What is good is if you participate individually, if you get out there and help your neighbor and become part of the fabric of community, which is what de Tocqueville wrote about over 100 years ago. That is what makes America great. That is what we are trying to get back to--understanding that families and communities and neighborhoods are important to the fabric of our society. And if we continue to lose them we will lose America.
So, the Lancaster Intelligencer is dead wrong. There is nothing compassionate about keeping the Federal Government in control of people's lives. It is anything but compassionate because there is no suffering here. There is only more suffering out there.

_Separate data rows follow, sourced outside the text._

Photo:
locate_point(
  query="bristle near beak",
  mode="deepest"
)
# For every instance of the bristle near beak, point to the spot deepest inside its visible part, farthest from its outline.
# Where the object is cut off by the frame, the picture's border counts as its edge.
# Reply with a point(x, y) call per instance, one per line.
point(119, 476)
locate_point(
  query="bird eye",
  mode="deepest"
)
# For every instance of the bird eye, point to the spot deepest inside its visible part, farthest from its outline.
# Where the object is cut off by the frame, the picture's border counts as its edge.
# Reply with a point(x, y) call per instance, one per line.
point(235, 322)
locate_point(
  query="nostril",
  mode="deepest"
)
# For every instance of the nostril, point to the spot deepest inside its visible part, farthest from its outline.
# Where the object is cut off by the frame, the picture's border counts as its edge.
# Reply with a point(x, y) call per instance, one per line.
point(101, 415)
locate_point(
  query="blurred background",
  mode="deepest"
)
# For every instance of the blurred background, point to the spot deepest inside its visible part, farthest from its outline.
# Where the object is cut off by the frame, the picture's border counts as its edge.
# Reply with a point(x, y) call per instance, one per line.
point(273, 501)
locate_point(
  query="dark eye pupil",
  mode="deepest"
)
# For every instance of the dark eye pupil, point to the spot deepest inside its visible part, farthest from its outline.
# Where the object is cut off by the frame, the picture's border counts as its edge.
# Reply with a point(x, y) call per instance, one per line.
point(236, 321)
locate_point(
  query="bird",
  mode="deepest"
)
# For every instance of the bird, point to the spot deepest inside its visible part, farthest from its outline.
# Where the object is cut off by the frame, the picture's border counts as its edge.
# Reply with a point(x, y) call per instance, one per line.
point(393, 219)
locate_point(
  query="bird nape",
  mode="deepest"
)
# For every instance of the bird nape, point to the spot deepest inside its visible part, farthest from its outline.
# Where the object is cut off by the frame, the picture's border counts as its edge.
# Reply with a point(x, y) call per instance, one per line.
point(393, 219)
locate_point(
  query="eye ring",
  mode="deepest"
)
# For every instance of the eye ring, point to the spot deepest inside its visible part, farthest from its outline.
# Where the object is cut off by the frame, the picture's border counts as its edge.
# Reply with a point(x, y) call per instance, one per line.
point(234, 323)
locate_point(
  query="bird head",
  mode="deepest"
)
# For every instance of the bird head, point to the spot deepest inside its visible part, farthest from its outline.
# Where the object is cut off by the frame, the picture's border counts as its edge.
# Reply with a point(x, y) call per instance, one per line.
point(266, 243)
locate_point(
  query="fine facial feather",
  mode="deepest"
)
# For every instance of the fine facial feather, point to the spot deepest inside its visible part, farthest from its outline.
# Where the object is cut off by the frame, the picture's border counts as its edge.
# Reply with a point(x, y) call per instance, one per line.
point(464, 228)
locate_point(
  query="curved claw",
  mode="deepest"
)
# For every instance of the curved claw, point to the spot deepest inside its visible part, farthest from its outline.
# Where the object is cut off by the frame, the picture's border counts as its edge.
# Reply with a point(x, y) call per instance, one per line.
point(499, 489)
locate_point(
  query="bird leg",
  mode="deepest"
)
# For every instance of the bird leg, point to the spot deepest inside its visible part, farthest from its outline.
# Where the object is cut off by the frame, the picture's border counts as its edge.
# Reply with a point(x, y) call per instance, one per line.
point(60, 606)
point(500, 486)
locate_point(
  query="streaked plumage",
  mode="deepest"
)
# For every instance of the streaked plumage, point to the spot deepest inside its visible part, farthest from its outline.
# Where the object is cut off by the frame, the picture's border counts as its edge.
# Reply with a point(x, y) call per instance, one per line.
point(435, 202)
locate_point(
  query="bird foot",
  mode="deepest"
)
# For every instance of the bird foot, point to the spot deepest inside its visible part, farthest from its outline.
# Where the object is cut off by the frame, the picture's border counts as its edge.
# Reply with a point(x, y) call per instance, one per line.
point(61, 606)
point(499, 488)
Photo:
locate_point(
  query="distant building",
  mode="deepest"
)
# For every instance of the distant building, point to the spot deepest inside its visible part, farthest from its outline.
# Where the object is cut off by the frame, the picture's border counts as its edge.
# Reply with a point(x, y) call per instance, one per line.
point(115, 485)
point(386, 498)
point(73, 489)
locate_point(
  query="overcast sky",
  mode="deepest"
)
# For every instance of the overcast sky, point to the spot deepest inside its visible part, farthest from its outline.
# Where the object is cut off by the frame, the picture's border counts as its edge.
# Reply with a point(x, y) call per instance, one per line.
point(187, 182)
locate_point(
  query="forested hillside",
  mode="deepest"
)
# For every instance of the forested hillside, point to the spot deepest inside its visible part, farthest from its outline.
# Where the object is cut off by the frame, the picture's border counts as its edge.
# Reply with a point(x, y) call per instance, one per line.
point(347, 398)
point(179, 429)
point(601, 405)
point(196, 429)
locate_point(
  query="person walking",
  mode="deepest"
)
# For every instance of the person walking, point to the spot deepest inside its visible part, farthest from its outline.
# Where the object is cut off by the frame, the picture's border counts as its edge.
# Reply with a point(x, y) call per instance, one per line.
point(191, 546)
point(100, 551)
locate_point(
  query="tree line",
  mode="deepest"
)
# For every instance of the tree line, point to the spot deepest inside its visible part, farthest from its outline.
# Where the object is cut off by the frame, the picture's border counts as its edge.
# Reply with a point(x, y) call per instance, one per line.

Mr. THOMAS. The Senator has made a great point. One of the exciting things, it seems to me, about this Congress is that we have for the first time in many years an opportunity to take a look at Government programs that have been in place for 30 or 40 years, such as the War on Poverty--which has failed. There are more people in poverty now than when it began.
So we are not talking about taking away the safety net. We are not talking about doing away with the assistance to people who need assistance. In welfare we want to help those, but help them back into the workplace. And that is exciting, to have for the first time a chance to say, Is there a better way to provide this assistance? Is there a more efficient way to do something, rather than just continuing to fund failed programs? I think that is the exciting thing we are doing.
Mr. INHOFE. I think it is inherent in the bureaucracy. We have to address it that way.
I can remember a very famous speech that was made, back in 1965. My colleague and I, we may be freshmen here but we are the two oldest Members of the freshman class. We can remember this well. The speech was called `A Rendezvous With Destiny' by Ronald Reagan. It was his first political speech. It was back during the Goldwater campaign.
In this speech he said something very profound. He said, `There is nothing closer to immortality on the face of this Earth than a Government program once started.'
I learned this lesson when I was mayor of the city of Tulsa. This is kind of an interesting story and tells you what is happening here today.
I went in and made a decision that over a 5-year period I would keep the level of government, city government, the same size yet increase the delivery of services. I did this because at that time the average large city doubled in size every 5 years. I thought, let us try to stop that. So I started firing people for inefficiency. And when I saw them later and said, `I thought I fired you,' and they said, `Well I have been reinstated,' I found out in government you cannot fire people for inefficiency. I found the way to do it. You defund departments and get them all.
There are some bureaucracies that were at one time performing a function that was needed; the problem went away, but the bureaucracy continues. This is what we are talking about, going through, having sunset provisions where we can say, Is this thing really needed? Is this in the public interest anymore, as it was 40 years ago when that particular agency was started?